サンプルアプリのアクティビティのソースコードは、以下のとおりです。

MainActivity
package jp.co.casareal.swipetorefreshsample

import android.os.AsyncTask
import android.os.Bundle
import android.support.v7.app.AppCompatActivity
import android.widget.ArrayAdapter

import kotlinx.android.synthetic.main.activity_main.*
import java.text.SimpleDateFormat
import java.util.*

class MainActivity : AppCompatActivity() {

    // 内部クラス内でも参照できるように
    // Adapterをプロパティとして宣言
    var adapter: ArrayAdapter<String>? = null

    override fun onCreate(savedInstanceState: Bundle?) {
        super.onCreate(savedInstanceState)
        setContentView(R.layout.activity_main)

        // ListViewに設定するAdapterの生成
        adapter = ArrayAdapter(this, R.layout.row, createData())

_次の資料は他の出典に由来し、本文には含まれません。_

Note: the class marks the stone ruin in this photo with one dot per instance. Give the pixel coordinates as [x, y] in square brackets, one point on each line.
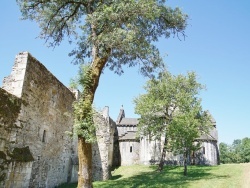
[35, 151]
[35, 112]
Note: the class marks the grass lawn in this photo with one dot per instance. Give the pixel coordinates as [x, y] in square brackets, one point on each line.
[222, 176]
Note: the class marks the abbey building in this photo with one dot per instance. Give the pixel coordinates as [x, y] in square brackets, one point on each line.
[35, 151]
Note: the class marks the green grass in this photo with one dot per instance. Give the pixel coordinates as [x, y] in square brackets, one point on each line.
[222, 176]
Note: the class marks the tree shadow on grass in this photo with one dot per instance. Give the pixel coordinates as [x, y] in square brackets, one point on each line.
[169, 177]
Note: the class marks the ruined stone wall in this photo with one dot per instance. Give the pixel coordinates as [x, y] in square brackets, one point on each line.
[46, 113]
[11, 157]
[208, 154]
[150, 150]
[130, 152]
[102, 151]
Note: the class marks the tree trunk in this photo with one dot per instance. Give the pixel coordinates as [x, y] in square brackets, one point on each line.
[185, 163]
[85, 149]
[163, 155]
[85, 163]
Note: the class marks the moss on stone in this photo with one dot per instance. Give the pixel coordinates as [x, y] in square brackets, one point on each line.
[2, 155]
[22, 155]
[10, 107]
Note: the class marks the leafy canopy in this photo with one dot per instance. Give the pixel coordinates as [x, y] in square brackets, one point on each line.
[125, 31]
[171, 107]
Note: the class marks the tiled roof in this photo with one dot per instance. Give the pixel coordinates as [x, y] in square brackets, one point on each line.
[129, 135]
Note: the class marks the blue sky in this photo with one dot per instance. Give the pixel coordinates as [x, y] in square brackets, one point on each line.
[217, 47]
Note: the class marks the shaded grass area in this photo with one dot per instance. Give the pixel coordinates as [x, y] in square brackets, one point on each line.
[222, 176]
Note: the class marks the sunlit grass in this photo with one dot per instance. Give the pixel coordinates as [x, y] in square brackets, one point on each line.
[222, 176]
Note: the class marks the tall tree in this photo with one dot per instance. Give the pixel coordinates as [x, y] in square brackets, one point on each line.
[108, 33]
[171, 108]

        // ListViewにAdapterを設定
        list.adapter = adapter

        // リストを下にスワイプされたら更新処理を実行
        mySwipeRefreshLayout.setOnRefreshListener {
            MyTask().execute()
        }
    }

    // 内部クラスとしてMyTaskを定義
    // innerキーワードを付与している理由は、
    // 内部クラス内でMainActivityクラスの参照を使用するため
    inner class MyTask : AsyncTask<Void, String, Void>() {

        // 5つのデータを生成後、1秒スリープしてから
        // ListViewに反映させる
        override fun doInBackground(vararg p0: Void?): Void? {

            createData().forEach {

                Thread.sleep(1000)

                publishProgress(it)
            }
            return null
        }

        // データ追加の更新処理
        override fun onProgressUpdate(vararg values: String?) {
            values.forEach {
                adapter?.add(it)
            }
            adapter?.notifyDataSetChanged()
        }

        // データの追加処理が修了後、インジケータを非表示にする
        override fun onPostExecute(result: Void?) {
            mySwipeRefreshLayout.isRefreshing = false
        }
    }
}

inline fun createData(): List<String> {

    var mList = mutableListOf<String>()
    val dateFormat = SimpleDateFormat("MM月dd日のhh時mm分ss秒SSSミリ秒に作成したデータ")

    for (i in 0 until 5) {
        Date(System.currentTimeMillis()).let {
            mList.add(dateFormat.format(it))
        }
        Thread.sleep(20)
    }
    return mList
}

OnRefreshListenerインターフェイス

リストを下方向にスワイプすると、SwipeRefreshLayoutにリスナーとして登録されている
OnRefreshListenerインターフェイスのonRefreshメソッドが呼び出されます。
メソッドのシグニチャは、以下のとおりです。

void onRefresh();

OnRefreshListenerインターフェイスを実装したオブジェクトを、SwipeRefreshLayoutのオブジェクトのリスナーに設定します。
サンプルアプリは、ラムダ式で実装しています。
※ここでのmySwipeRefreshLayoutは、SwipeRefreshLayoutのオブジェクトです。

mySwipeRefreshLayout.setOnRefreshListener {・・・更新処理などを記述・・・}

インジケータを非表示にする

インジケータを非表示にするには、SwipeRefreshLayoutクラスのsetRefreshingメソッドの引数にfalseを渡します。1
Kotlinでは、isRefreshingプロパティにfalseを渡すことで実現します。isRefreshingプロパティにfalseを渡すことで、setRefreshingメソッドが内部的に呼び出されます。
実装例は、以下のとおりです。

mySwipeRefreshLayout.isRefreshing = false

まとめ

SwipeRefreshLayoutを利用することにより、比較的少ないコード量でリッチな機能が実装できます。


  1. setRefreshingメソッドの引数にtrueを渡すと、インジケータが表示されます。